Consider the following set where n >= 1:
$$A =\{(x_0,x_1,…,x_{2n}) \in R^{2n+1} | \sum\limits_{i=0}^{2n} c^ix_i \geq 0, \forall c \in [0,1] \}$$
Prove or Disprove whether this is a convex cone.Prove or Disprove whether this is a pointed cone.
In order for a set C to be a convex cone, it must be a convex set and it must follow that
$$ \lambda x \in C, x \in C, \lambda \geq 0 $$
Additionally, a convex cone is pointed if the origin 0 is an extremal point of C
The 2n+1 aspect of the set is throwing me off, and I am confused by the summation. Does the summation imply that xn must be greater than 0, otherwise isn't it possible to get a point x that would sum to less than 0? Regardless, lambda*c^i should be greater than 0 since both lambda and c are greater than 0, so I think its just a matter of proving if this is a convex set or not.
A set is convex if for every combination x1, x2
$$ x_1, x_2 \in C, \lambda x_1 + (1-\lambda) x_2 = x, x \in C, 1 \geq \lambda \geq 0 $$
Like I said the R^2n+1 aspect and the x0,x1,…x2n is throwing me off on how to approach this proof
And I'm also not sure how to prove or disprove the origin is an extremal point of the set A.
Best Answer
To prove the set $A$ is pointed, you argue that if $x:=(x_0,x_1,\ldots,x_{2n})$ and $y:=(y_0,y_1,\ldots,y_{2n})$ are elements of $A$ such that $\alpha x+(1-\alpha)y=0$ for some $\alpha\in(0,1)$, then $x=y=0$.

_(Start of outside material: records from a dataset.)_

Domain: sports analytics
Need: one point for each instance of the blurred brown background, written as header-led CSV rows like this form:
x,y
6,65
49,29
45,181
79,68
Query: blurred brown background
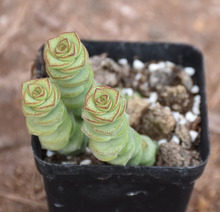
x,y
26,25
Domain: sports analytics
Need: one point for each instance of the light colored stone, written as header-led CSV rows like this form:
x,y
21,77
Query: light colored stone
x,y
123,61
138,65
190,116
189,70
162,141
193,134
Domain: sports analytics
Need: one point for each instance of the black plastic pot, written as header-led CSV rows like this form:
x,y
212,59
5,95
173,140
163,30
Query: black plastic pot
x,y
128,188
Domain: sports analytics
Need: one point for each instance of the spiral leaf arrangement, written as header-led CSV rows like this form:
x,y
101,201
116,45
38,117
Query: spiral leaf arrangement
x,y
47,117
67,64
111,138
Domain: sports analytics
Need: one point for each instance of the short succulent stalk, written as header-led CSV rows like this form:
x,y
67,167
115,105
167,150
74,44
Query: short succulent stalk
x,y
47,117
111,139
67,63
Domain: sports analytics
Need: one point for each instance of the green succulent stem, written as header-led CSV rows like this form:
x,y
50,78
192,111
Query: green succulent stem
x,y
47,117
111,139
67,63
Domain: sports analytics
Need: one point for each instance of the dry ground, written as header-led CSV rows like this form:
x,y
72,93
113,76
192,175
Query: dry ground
x,y
25,25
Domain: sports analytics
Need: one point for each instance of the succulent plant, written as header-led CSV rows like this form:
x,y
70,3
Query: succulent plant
x,y
47,117
111,139
67,64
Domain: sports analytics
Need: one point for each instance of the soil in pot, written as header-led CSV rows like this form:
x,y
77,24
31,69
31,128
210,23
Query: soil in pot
x,y
163,103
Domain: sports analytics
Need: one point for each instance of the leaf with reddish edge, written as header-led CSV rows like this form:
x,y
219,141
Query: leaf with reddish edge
x,y
111,138
91,107
49,120
74,38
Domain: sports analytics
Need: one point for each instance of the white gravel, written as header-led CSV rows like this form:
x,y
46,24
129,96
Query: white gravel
x,y
123,61
193,134
85,162
138,76
190,71
195,89
162,141
138,65
179,118
128,91
175,139
190,116
153,67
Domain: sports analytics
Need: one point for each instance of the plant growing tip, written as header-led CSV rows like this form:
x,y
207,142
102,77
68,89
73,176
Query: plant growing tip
x,y
107,125
47,117
67,64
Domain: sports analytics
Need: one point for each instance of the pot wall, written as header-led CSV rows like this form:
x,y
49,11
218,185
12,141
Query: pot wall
x,y
128,188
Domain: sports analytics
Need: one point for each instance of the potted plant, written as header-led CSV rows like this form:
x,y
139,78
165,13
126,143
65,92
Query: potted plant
x,y
134,187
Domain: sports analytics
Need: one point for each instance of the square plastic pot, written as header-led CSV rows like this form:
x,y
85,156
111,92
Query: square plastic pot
x,y
128,188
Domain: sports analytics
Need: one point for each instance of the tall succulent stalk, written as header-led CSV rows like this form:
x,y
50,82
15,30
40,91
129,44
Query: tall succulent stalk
x,y
107,125
47,117
67,64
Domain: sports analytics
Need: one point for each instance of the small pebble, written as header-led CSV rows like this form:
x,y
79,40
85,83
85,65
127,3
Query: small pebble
x,y
167,108
195,89
162,141
123,61
138,65
189,70
197,99
176,115
85,162
196,105
161,65
167,70
153,67
169,64
50,153
138,76
153,97
182,120
175,139
190,116
128,91
69,162
193,134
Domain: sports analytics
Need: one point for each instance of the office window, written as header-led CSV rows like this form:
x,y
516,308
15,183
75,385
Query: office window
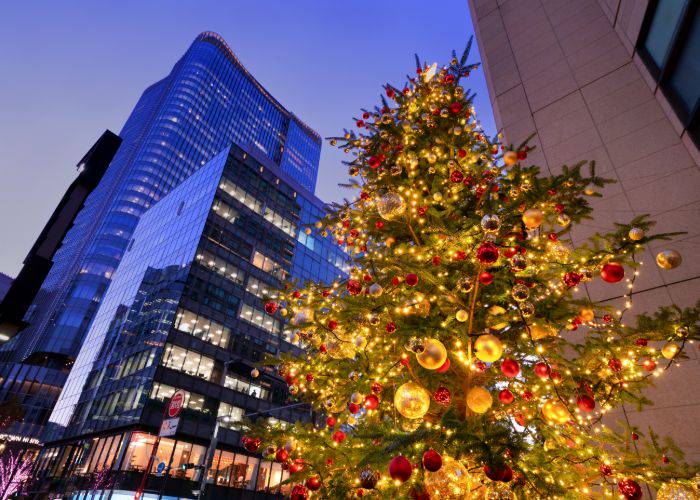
x,y
669,45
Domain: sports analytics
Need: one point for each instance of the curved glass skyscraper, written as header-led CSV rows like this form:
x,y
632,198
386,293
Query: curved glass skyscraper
x,y
208,101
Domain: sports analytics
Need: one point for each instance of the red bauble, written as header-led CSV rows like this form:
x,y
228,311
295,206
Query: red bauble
x,y
313,483
630,489
299,492
486,278
338,436
432,461
443,395
487,253
612,272
445,366
615,364
506,397
542,370
510,367
354,287
371,401
585,402
400,468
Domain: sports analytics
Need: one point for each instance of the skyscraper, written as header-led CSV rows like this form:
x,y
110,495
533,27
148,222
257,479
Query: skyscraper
x,y
207,101
186,311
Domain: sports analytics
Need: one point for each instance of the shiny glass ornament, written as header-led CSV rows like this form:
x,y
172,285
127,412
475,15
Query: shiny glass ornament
x,y
669,259
488,348
520,292
490,223
411,400
479,400
390,206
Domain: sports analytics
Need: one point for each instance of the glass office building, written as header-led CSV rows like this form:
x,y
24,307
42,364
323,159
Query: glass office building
x,y
187,298
208,101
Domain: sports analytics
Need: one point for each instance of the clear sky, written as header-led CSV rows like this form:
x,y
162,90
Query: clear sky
x,y
74,68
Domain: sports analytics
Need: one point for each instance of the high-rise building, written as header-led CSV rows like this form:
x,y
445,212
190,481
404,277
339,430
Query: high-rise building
x,y
207,101
615,81
186,311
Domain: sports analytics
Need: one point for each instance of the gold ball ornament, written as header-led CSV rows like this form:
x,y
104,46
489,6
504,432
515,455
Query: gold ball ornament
x,y
411,400
488,348
532,218
479,400
433,355
670,350
556,412
676,491
390,206
451,482
510,158
669,259
636,234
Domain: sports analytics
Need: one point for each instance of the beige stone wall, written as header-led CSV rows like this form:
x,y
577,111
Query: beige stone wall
x,y
566,70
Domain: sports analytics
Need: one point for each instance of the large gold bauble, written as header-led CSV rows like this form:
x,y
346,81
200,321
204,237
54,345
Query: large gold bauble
x,y
532,218
411,400
670,350
669,259
479,400
556,412
538,332
451,482
488,348
675,491
433,355
390,206
499,491
338,348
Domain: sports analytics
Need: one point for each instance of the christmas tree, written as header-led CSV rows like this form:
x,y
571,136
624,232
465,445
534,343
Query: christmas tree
x,y
462,357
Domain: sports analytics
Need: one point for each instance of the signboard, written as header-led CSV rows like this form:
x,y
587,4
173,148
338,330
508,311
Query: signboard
x,y
176,404
169,427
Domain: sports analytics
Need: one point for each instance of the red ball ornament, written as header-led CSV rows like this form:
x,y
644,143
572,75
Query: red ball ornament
x,y
542,370
506,397
432,461
313,483
630,489
485,278
612,272
443,395
371,401
338,436
282,455
354,287
400,468
299,492
510,367
487,253
445,366
585,403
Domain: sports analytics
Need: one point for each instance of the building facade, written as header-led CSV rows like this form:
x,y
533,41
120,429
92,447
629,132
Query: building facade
x,y
207,101
185,310
615,81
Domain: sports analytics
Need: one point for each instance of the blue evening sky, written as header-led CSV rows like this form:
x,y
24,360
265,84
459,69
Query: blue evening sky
x,y
71,69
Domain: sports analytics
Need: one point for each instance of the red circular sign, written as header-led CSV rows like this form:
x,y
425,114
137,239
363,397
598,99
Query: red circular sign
x,y
176,403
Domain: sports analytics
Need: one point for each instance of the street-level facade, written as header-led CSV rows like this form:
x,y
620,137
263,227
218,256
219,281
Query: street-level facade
x,y
187,298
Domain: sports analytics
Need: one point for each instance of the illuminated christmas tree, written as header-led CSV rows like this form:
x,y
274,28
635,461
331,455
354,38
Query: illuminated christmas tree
x,y
462,358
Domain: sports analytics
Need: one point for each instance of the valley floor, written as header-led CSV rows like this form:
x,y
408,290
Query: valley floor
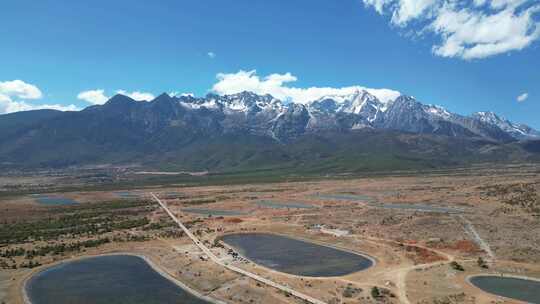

So suppose $\alpha x+(1-\alpha)y=0$. For every $c\in[0,1]$ we know by definition of $A$ that $\sum c^i x_i\ge0$ and $\sum c^i y_i\ge0$. But $y=-\frac\alpha{1-\alpha}x$, so plugging in $y_i=-\frac\alpha{1-\alpha}x_i$ for every $i$ we obtain $$\sum_{i=0}^{2n}c^i x_i=0\quad\text{for all $c\in[0,1]$}.\tag1$$ From (1) you can deduce that $x$ is the zero vector, by arguing that each of its components in turn is zero. First, we have $x_0=0$ by letting $c\downarrow0$ in (1). Since the $i=0$ term is zero, we now have $$\sum_{i=1}^{2n}c^i x_i=0\quad\text{for all $c\in[0,1]$}.\tag2$$ If $c>0$ we can divide (2) by $c$ to isolate $x_1$. Now let $c\downarrow0$ to conclude $x_1=0$, and so on.